The Virginia & Tennessee Railroad (V&T) became part of the Norfolk & Western Railway, but provided a key connection to the Southern Railway at Bristol TN/VA.
Content for the V&T Railroad to be added in the coming days.
V&T Map
To see the map in greater detail, use the zoom controls in your browser.
Blackford, W. W. & Ritchie & Dunnavant. (1856) Map & profile of the Virginia & Tennessee Rail Road. Richmond, lith of Ritchie & Dunnavant. [Map] Retrieved from the Library of Congress, https://www.loc.gov/item/gm72003016/.
Stacks on the Virginia & Tennessee by Ron Flanary
Photo and Narrative by Ron Flanary
“An excellent example of pre-Civil War railroad construction that is mostly intact and in service today for modern railroad traffic is the former Virginia & Tennessee, constructed from Lynchburg, Va. to Bristol, Va. between 1850 and 1856, when the tracks reached Bristol. There, it met the East Tennessee & Virginia, which had been completed from Knoxville to Bristol that same year. This line formed an important through passenger and mail route as well as for freight traffic. Both pikes were originally built to five-foot gauge.”

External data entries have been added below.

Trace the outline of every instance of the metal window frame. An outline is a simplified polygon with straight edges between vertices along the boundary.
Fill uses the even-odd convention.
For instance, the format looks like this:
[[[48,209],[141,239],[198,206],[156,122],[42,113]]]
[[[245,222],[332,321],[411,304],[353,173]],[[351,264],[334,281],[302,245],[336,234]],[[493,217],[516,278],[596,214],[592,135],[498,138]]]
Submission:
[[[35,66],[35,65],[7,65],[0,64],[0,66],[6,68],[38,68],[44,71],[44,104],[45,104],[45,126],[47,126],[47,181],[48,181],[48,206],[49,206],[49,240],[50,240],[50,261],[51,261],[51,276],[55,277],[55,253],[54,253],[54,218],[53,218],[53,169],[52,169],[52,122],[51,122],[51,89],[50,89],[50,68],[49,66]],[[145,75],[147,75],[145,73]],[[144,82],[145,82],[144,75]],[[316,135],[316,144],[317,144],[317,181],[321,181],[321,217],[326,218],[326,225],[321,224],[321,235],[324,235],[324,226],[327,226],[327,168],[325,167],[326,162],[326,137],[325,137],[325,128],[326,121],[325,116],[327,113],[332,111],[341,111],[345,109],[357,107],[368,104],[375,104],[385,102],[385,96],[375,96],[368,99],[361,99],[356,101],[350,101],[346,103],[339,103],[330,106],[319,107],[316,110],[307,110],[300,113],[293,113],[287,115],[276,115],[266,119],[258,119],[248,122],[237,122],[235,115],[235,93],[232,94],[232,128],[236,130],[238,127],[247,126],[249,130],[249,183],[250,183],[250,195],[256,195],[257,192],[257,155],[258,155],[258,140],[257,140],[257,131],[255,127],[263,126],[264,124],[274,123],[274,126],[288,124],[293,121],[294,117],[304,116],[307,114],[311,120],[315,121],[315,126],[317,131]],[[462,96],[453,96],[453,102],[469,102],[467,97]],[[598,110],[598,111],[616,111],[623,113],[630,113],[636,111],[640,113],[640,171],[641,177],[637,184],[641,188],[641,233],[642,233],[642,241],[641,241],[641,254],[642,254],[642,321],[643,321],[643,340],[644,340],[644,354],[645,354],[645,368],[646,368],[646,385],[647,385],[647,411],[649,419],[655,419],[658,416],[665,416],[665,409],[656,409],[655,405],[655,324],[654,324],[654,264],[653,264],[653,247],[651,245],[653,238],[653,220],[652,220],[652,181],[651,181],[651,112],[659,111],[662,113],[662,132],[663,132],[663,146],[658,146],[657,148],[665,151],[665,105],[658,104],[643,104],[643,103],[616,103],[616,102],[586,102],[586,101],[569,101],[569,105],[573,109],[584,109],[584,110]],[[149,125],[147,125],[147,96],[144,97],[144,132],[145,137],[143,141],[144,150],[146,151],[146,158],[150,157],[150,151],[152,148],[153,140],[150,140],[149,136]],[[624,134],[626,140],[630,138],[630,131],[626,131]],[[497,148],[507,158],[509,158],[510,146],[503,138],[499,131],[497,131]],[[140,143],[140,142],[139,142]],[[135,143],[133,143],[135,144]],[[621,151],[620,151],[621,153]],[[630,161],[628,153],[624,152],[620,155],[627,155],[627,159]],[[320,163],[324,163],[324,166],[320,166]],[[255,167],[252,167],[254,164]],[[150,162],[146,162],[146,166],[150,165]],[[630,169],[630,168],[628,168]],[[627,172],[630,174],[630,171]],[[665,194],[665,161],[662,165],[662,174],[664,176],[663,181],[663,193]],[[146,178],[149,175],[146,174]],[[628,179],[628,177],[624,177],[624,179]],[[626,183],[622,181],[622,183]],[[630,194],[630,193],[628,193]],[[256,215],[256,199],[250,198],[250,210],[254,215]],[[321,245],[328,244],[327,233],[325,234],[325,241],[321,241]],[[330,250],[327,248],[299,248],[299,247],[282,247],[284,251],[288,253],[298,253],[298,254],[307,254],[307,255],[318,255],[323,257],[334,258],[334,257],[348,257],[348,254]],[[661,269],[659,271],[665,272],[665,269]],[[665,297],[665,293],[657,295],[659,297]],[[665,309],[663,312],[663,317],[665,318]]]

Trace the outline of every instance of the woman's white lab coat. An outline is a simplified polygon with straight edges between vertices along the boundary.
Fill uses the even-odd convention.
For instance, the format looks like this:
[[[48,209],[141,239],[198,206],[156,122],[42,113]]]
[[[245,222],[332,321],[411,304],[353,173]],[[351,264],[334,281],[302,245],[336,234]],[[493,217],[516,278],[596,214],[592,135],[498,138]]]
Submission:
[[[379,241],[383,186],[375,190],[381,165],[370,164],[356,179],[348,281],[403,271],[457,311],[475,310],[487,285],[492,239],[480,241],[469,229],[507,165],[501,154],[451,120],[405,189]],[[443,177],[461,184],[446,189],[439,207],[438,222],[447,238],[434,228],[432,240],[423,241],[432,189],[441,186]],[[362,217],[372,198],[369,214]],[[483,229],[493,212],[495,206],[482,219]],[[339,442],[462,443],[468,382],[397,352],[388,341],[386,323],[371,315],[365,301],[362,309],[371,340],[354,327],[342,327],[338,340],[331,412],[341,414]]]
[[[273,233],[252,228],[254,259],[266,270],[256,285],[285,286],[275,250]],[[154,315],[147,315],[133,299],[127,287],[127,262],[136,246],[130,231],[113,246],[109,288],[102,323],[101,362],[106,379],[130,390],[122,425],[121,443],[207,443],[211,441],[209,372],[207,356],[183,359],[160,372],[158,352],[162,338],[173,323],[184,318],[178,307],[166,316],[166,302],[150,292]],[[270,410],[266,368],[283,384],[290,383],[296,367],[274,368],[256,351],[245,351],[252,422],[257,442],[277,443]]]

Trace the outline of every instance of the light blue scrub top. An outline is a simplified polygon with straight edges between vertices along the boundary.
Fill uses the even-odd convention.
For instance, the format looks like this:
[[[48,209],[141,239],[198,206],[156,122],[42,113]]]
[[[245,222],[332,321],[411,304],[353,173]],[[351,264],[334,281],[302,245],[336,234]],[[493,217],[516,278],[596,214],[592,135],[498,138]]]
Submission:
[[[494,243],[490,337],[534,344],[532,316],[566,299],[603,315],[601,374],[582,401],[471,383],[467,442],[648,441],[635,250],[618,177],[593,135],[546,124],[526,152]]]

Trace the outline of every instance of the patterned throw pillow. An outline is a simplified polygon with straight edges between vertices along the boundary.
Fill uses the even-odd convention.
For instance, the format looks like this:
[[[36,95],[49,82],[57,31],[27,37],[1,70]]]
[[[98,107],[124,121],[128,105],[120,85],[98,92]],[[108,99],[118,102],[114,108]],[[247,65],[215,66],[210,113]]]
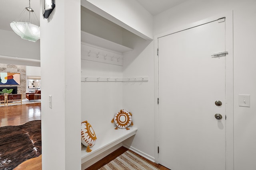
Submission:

As my friend Mark Hemphill has noted in his writings of early railroad construction, given the primitive nature of construction equipment available in this era, earth excavation to maintain uniform grade wasn’t quite the imperative it would be later with longer, heavier, and faster trains. In fact, wherever possible, a route might be literally built along the existing topography by just cutting the trees, grubbing out the stumps, plowing out a right of way, and throwing down ties and rails. Minimal drainage structures were built to keep the railroad from floating away in times of flash flooding, but it would take years of betterments (including line changes to ease curves and grades once steam shovels, better explosives, and steel bridges vs. timber structures) before many of these routes could be considered viable main line routes.
On June 24, 1998, I was looking through a 300mm lens as this eastbound double stack container train rolled through a “swag” near Meadowview, Va. This stretch of swags and hogback ridges most certainly is part of the original construction of the V&T. Such undulating profiles can be difficult to negotiate, particularly for long, heavy freights. Improved train handling techniques, better air braking systems, and the use of dynamic brakes and distributed power (locomotives placed strategically in the train that receive their commands from the lead unit) have made such old alignments more manageable.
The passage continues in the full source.